Fra le grandi famiglie del vino italiano che si affacciano a un cambio generazionale importante una sicuramente è La Scolca, l’azienda perno della denominazione del Gavi guidata da Chiara Soldati, una visionaria che ha saputo proiettare il Gavi nel mondo e sulle tavole più prestigiose e che in tutti questi anni ha avuto, ed ha, l’abilità di coniugare il ruolo non facile di mamma con quello altrettanto non facile di imprenditrice. In quella che in molti chiamano la new wave del vino italiano, dove una nuova generazione di brillanti figli vignaioli ha il compito non altrettanto facile di guardare al futuro nel post covid, un futuro tutto da (ri)scrivere, confidando anche nel successo dei piani strategici del governo a sostegno dell’economia italiana, Ferdinando Caracciolo è senz’altro uno dei protagonisti. Quinta generazione, idee innovatrici in un contesto socio-economico che sarà inevitabilmente diverso, cercando di intercettare i gusti dei suoi coetanei, attento all’etica e alla comunicazione, soprattutto digitale, all’ecosostenibilità, collaborativo.  Con uno sguardo fresco, cristallino. “Ma per piacere non chiamatemi figlio di…”. Tutto questo (già) a diciotto anni. Per la nostra intervista lo distogliamo dagli studi su Pirandello, nella quiete del giardino di casa, fra  vigneti interminabili di uva cortese. La maturità scientifica è alle porte. Mario Soldati scriveva: “L’umiltà è quella virtù che, quando la si ha, si crede di non averla”.

Moet & Chandon qualche anno fa voleva acquistare l’azienda della sua famiglia. Una bella rivincita sapere che ci sarà una continuità familiare…
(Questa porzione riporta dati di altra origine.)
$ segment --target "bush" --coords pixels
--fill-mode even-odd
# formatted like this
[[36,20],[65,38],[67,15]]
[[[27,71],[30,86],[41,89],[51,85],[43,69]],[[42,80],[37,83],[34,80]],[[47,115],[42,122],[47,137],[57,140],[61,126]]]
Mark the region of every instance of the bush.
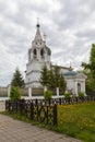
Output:
[[17,100],[21,98],[20,88],[15,86],[11,86],[10,99]]
[[64,98],[71,98],[71,93],[70,92],[64,93]]
[[79,92],[79,97],[80,98],[84,98],[84,93],[83,92]]
[[52,96],[52,92],[51,91],[46,91],[44,94],[44,98],[45,100],[49,100]]

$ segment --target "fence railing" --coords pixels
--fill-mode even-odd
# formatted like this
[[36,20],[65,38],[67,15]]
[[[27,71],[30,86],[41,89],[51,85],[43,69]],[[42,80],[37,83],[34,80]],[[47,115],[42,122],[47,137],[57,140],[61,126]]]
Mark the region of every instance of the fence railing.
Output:
[[45,99],[27,99],[25,102],[31,102],[35,105],[68,105],[68,104],[78,104],[78,103],[83,103],[83,102],[92,102],[95,100],[95,96],[84,96],[84,97],[70,97],[70,98],[51,98],[49,100]]
[[57,105],[38,105],[31,100],[5,100],[5,110],[20,114],[26,118],[45,125],[57,125]]

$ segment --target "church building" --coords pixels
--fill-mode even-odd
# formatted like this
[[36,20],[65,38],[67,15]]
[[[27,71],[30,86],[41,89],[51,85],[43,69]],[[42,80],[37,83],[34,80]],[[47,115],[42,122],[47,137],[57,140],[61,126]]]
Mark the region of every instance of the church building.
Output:
[[[26,64],[25,83],[26,87],[40,87],[40,72],[44,66],[50,69],[51,50],[46,45],[45,36],[41,37],[40,25],[36,25],[36,35],[32,42],[32,47],[28,49],[28,62]],[[72,68],[60,67],[64,80],[67,82],[67,91],[71,91],[72,94],[78,95],[78,92],[85,93],[85,80],[86,75],[78,73]]]

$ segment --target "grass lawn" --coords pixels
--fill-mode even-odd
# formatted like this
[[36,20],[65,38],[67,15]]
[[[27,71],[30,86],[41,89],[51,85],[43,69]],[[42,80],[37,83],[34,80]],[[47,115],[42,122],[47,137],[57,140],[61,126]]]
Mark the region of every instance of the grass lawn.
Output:
[[58,126],[55,127],[31,121],[19,114],[11,115],[11,117],[64,133],[83,142],[95,142],[95,102],[58,105]]
[[95,102],[59,105],[56,130],[84,142],[95,142]]

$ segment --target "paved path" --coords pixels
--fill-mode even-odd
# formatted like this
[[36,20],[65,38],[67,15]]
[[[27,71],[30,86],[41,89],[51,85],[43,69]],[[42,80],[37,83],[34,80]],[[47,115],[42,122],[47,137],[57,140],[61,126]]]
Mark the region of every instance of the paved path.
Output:
[[[0,105],[1,106],[1,105]],[[2,107],[3,108],[3,107]],[[0,109],[1,110],[1,109]],[[81,142],[31,123],[0,115],[0,142]]]

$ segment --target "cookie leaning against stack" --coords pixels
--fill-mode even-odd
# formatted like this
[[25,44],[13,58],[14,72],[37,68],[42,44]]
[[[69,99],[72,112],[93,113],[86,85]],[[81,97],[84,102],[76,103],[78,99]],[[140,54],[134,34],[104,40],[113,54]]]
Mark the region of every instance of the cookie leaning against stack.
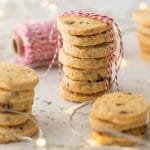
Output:
[[108,80],[108,25],[88,17],[61,16],[57,27],[63,38],[61,94],[74,102],[95,100],[105,93]]
[[[31,113],[38,80],[36,72],[28,67],[0,63],[0,143],[37,133]],[[32,119],[15,111],[27,113]]]
[[143,138],[147,129],[149,105],[141,95],[111,93],[98,98],[89,116],[92,138],[103,145],[133,145],[127,137],[118,137],[108,131],[120,131]]
[[133,18],[139,24],[137,35],[141,47],[141,56],[144,60],[150,62],[150,7],[136,10]]

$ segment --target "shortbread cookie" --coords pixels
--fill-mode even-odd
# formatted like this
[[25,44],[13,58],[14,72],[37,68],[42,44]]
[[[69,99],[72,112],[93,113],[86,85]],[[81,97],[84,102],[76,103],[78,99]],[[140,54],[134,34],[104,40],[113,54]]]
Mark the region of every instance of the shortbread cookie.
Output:
[[[30,108],[30,110],[27,110],[23,113],[30,115],[31,111],[32,109]],[[29,120],[27,116],[18,113],[0,113],[0,126],[16,126],[25,123],[27,120]]]
[[[140,128],[125,131],[123,133],[136,136],[138,138],[144,138],[146,131],[147,131],[147,126],[143,126]],[[102,132],[98,133],[95,131],[92,132],[92,138],[102,145],[131,146],[131,145],[136,144],[135,141],[132,141],[131,139],[128,139],[127,137],[115,136],[115,135],[110,135],[108,133],[102,133]]]
[[33,120],[17,126],[0,126],[0,143],[19,141],[22,137],[32,137],[37,132],[38,126]]
[[150,62],[150,52],[148,53],[146,51],[148,51],[148,49],[142,48],[142,51],[140,52],[141,56],[145,61]]
[[88,100],[95,100],[98,97],[102,96],[106,91],[94,93],[94,94],[79,94],[79,93],[74,93],[67,88],[63,87],[63,85],[60,85],[60,92],[61,95],[64,97],[64,99],[72,102],[84,102]]
[[140,24],[150,26],[150,7],[136,10],[133,13],[133,19]]
[[148,114],[145,97],[133,93],[116,92],[103,95],[93,104],[91,114],[98,119],[126,125]]
[[101,58],[106,57],[110,53],[110,44],[104,43],[95,46],[75,46],[68,42],[63,43],[63,50],[74,57],[79,58]]
[[144,35],[150,36],[150,25],[149,26],[140,25],[138,31]]
[[31,68],[0,63],[0,87],[12,91],[33,89],[38,83],[38,75]]
[[131,123],[131,124],[116,124],[112,123],[110,121],[105,121],[105,120],[100,120],[92,116],[90,114],[89,116],[89,121],[91,124],[91,127],[95,131],[100,131],[101,129],[107,130],[107,129],[112,129],[112,130],[117,130],[117,131],[124,131],[124,130],[129,130],[129,129],[134,129],[138,127],[142,127],[147,123],[147,115],[143,116],[143,118],[140,118],[138,121]]
[[81,94],[93,94],[106,90],[106,80],[97,82],[74,81],[64,76],[61,83],[66,89]]
[[62,33],[63,43],[70,43],[71,45],[77,46],[91,46],[91,45],[98,45],[106,42],[110,42],[110,35],[109,32],[104,32],[95,35],[88,35],[88,36],[74,36],[70,34]]
[[99,81],[108,77],[107,67],[85,70],[63,66],[63,71],[70,79],[78,81]]
[[24,111],[33,104],[34,90],[7,91],[0,89],[0,111],[5,109]]
[[60,49],[58,59],[63,65],[79,69],[97,69],[100,67],[106,67],[109,64],[108,57],[97,59],[76,58],[66,54],[63,49]]
[[93,35],[109,30],[106,23],[82,16],[63,16],[57,20],[60,32],[71,35]]

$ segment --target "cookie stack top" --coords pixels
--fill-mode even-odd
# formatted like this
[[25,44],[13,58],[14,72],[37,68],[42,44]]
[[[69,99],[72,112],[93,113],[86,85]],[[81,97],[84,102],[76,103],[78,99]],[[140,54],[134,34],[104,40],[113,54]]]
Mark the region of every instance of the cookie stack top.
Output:
[[60,16],[57,27],[63,38],[59,51],[64,71],[63,97],[74,102],[95,100],[106,91],[110,54],[108,25],[87,16],[72,15]]
[[94,35],[108,30],[107,24],[82,16],[61,16],[57,20],[60,31],[70,35]]
[[[94,130],[93,137],[96,140],[99,139],[99,143],[106,145],[135,144],[125,137],[119,137],[118,140],[118,137],[110,135],[106,131],[116,130],[128,134],[133,133],[132,135],[138,137],[142,136],[144,135],[142,134],[143,128],[145,129],[147,124],[148,113],[149,104],[141,95],[122,92],[106,94],[95,101],[90,113],[90,124]],[[138,131],[138,134],[134,134],[135,130]],[[104,137],[107,137],[106,140]],[[113,140],[110,142],[110,139]]]

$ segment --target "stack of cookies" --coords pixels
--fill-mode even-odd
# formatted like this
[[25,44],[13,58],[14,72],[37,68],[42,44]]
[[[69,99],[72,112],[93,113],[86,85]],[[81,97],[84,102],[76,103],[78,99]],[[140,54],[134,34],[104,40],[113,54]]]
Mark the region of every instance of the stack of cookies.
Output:
[[149,105],[145,98],[132,93],[112,93],[98,98],[89,116],[92,138],[103,145],[136,144],[115,131],[143,138],[147,129]]
[[150,62],[150,7],[136,10],[133,18],[139,23],[137,35],[141,47],[141,56],[144,60]]
[[106,91],[109,65],[109,27],[95,19],[61,16],[57,27],[63,38],[59,61],[64,77],[61,94],[67,100],[94,100]]
[[36,72],[28,67],[0,63],[0,143],[37,133],[31,113],[38,80]]

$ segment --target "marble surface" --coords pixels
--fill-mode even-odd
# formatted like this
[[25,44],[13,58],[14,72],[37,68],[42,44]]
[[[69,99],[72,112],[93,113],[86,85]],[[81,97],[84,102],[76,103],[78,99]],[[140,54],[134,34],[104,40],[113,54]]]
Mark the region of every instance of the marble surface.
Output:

È stata una chiamata spontanea, ci tengo a sottolinearlo. Nessuno mi ha mai imposto nulla. Semmai sono stato educato a certi valori, mi hanno instillato la curiosità, sicuramente ho vissuto la storia e le sfide della mia famiglia, che col tempo sono diventate le mie e mi sono appassionato. Mi hanno sempre insegnato a inseguire i miei sogni, a testare le mie reali capacità, a provare a volare in alto. Occuparsi di un’azienda storica, importante, richiede lungo studio, tanta preparazione, ma soprattutto occorre metterci il cuore, viverla all’interno per vedere come nascono e si risolvono i problemi, un valore aggiunto che la scuola non può trasmettere. Lavorare in azienda è meraviglioso ma al tempo stesso complicato, bisogna crederci veramente per dare il massimo. Quanto a Moet & Chandon, se un’azienda così prestigiosa voleva acquistare La Scolca un motivo ci sarà stato e questo ci sprona a continuare. Il Gavi e l’uva cortese hanno grandi potenzialità e la mia famiglia ha creduto fin dall’inizio nel lungo affinamento, con una certa visione e sta ragionando sui vini bianchi come possibilità di investimento, di vendita en primeur. Oggi si  parla molto di questo tema di cui La Scolca è stata pioniera. Con il covid abbiamo imparato ad aspettare. La sfida sarà combinare tradizione e modernità in un mondo che sarà sempre più tecnologico.

Punterete sulla spumantizzazione?

Un’altra grande sfida sarà sviluppare la linea degli spumanti metodo classico, sulla quale ho peraltro lavorato durante lo stage, senza focalizzarsi solo sul vino fermo. Più avanti investiremo in una nuova linea di imbottigliamento e confezionamento. Ci sono tanti progetti interessanti relativi agli invecchiamenti, che coniugano anche una visione moderna. Durante il lockdown la richiesta di spumanti è cresciuta. Gli ordini sono misti e lo vediamo soprattutto adesso attraverso il wine club e l’e-commerce. Il nostro è uno spumante di nicchia, monovitigno, metodo classico, con invecchiamento piuttosto importante ed è molto apprezzato.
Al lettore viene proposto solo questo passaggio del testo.